Metrics in Distributed Systems Monitoring
Metrics change over time and, at any particular time, indicate the current state of a system. For example, you can determine whether everything is good with your computer by checking the processor load level, the amount of memory, and the used disk space. Also, for example, a graph that identifies numbers of business operations describes the system from a particular angle and helps you understand whether the system is doing what is expected of it. You can use metrics to answer questions about monitoring in general and distributed systems in particular, provided that the correct metrics are used. However, it is not always clear what metric should be used or how or when a particular metric should be used. The use of multiple metrics can produce a multitude of data, which can be interpreted in multiple ways. So, sometimes, the use of metrics increases the complexity of a task.
Various applications make it easier for users to work with metrics. In addition, most monitoring software includes components, such as GridGain Control Center, that work with metrics. Control Center is a highly specialized, comprehensive, customizable tool that developers use to manage Apache Ignite or GridGain distributed database clusters. As you know, management includes observation, measurement, and analysis of effectiveness. In Control Center, management is performed via metrics. Control Center, a relatively new product, works with a wide range of metrics. Control Center’s two predecessors, Web Console and Visor, could not work with such a wide range of metrics.

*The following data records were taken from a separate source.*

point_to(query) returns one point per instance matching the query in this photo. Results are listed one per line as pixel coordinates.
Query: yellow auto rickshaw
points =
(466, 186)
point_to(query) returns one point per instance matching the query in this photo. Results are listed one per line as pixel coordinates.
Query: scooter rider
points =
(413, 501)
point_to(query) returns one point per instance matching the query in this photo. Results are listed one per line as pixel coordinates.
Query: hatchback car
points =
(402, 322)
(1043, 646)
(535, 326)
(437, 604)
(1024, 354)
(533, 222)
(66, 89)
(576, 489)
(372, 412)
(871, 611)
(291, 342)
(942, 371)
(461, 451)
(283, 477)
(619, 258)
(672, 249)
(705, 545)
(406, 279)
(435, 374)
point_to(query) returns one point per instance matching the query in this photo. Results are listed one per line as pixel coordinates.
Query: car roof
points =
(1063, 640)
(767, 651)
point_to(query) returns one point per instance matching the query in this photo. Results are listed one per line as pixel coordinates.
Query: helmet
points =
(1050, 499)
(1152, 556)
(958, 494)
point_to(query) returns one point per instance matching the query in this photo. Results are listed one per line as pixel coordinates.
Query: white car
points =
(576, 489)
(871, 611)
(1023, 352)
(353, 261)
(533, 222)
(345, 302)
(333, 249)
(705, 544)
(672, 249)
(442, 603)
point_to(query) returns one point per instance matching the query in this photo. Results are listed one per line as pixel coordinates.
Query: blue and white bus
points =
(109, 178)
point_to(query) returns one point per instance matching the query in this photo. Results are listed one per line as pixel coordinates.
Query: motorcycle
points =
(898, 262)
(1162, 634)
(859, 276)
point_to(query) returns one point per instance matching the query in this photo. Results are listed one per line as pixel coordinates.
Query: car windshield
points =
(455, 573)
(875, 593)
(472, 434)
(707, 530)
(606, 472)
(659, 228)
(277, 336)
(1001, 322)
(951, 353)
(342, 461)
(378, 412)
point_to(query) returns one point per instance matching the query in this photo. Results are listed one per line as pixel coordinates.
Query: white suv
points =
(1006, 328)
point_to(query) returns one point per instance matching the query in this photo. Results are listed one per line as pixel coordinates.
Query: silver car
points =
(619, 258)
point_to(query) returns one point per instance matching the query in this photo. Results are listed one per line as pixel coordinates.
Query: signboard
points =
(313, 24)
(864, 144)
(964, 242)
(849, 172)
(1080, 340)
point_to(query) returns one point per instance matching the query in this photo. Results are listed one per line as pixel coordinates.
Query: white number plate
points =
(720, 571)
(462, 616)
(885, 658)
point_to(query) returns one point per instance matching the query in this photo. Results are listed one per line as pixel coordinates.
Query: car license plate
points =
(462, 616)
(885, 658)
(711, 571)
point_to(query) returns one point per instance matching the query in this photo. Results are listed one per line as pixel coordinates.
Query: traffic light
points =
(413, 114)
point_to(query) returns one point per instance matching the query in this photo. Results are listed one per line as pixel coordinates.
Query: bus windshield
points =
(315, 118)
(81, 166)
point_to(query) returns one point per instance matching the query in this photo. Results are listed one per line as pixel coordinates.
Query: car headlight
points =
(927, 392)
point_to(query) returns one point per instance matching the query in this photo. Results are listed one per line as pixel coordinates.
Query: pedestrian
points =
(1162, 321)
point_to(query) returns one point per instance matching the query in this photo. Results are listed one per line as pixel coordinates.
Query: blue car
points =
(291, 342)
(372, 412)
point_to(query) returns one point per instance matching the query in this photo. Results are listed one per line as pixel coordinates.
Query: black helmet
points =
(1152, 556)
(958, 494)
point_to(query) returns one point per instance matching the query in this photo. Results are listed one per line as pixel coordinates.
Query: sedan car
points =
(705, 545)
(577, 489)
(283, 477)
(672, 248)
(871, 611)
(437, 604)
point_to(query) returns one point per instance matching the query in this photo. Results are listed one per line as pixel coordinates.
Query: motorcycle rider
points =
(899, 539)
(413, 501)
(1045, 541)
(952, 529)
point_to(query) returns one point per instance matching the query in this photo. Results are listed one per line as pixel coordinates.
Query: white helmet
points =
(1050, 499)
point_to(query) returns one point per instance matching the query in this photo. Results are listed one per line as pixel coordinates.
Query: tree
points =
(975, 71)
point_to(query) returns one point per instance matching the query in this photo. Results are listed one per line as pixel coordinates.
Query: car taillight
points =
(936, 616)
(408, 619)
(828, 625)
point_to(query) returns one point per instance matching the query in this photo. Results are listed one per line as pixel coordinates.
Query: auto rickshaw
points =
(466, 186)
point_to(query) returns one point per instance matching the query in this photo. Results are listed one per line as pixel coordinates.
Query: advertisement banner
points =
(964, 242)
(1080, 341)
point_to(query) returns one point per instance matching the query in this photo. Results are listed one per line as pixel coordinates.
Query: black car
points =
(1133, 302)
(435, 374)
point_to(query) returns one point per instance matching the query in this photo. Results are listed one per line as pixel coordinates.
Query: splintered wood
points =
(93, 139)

In this article, I talk about the evolution of the metric-selection component that is used in GridGain Control Center and about the changes that the component has undergone in appearance and, to a greater extent, in logic—from the time that I joined the company to the present time. The processes that I describe are inseparable from the principles of Agile development and are an illustration of the idea that "any interface component undergoes a series of changes, as a result of which the component either becomes more user-friendly or is abandoned."
How It All Began
When I joined the team that was working on the GridGain Control Center applicatIon, many of the sections and components had already been implemented. Because the product interface was created by front-end developers, I had a number of questions. My questions related to the use of primary and secondary colors, font styles, and icons; the appearance of components; the lack of screens with starter content and empty states; and the consistency of the application’s style.
My questions highlight the importance of the designer role, as the designer engages in the integral process of designing and developing an interface that is not only aesthetically attractive but also easy to use. In all projects, interface designers are advocates for the user, defending the user’s interests not only in terms of visual design but also in areas such as interactive design, information architecture, human-computer interaction, usability, and discoverability of and ease of working with elements. A good interface designer empathizes with and represents users.
For example, one of the negative aspects of the interface was the metric-selection component. The component that is presented in the following screenshot was in the widget menu and in the notification configurations dialog box.
The component was a drop-down list that included a field for entering search queries. Surely, this option, although not the best, was one of the fastest and easiest options to implement. After all, it worked, and it could be improved later. However, its biggest drawback was that the drop-down list included all existing metrics, and users had to know the exact name of the metric that they wanted to use. Also, the ability to investigate the available options was limited. In addition, the drop-down list often loaded so slowly that spaces were created between elements. So, working with the component was one continuous pain. Something needed to be done!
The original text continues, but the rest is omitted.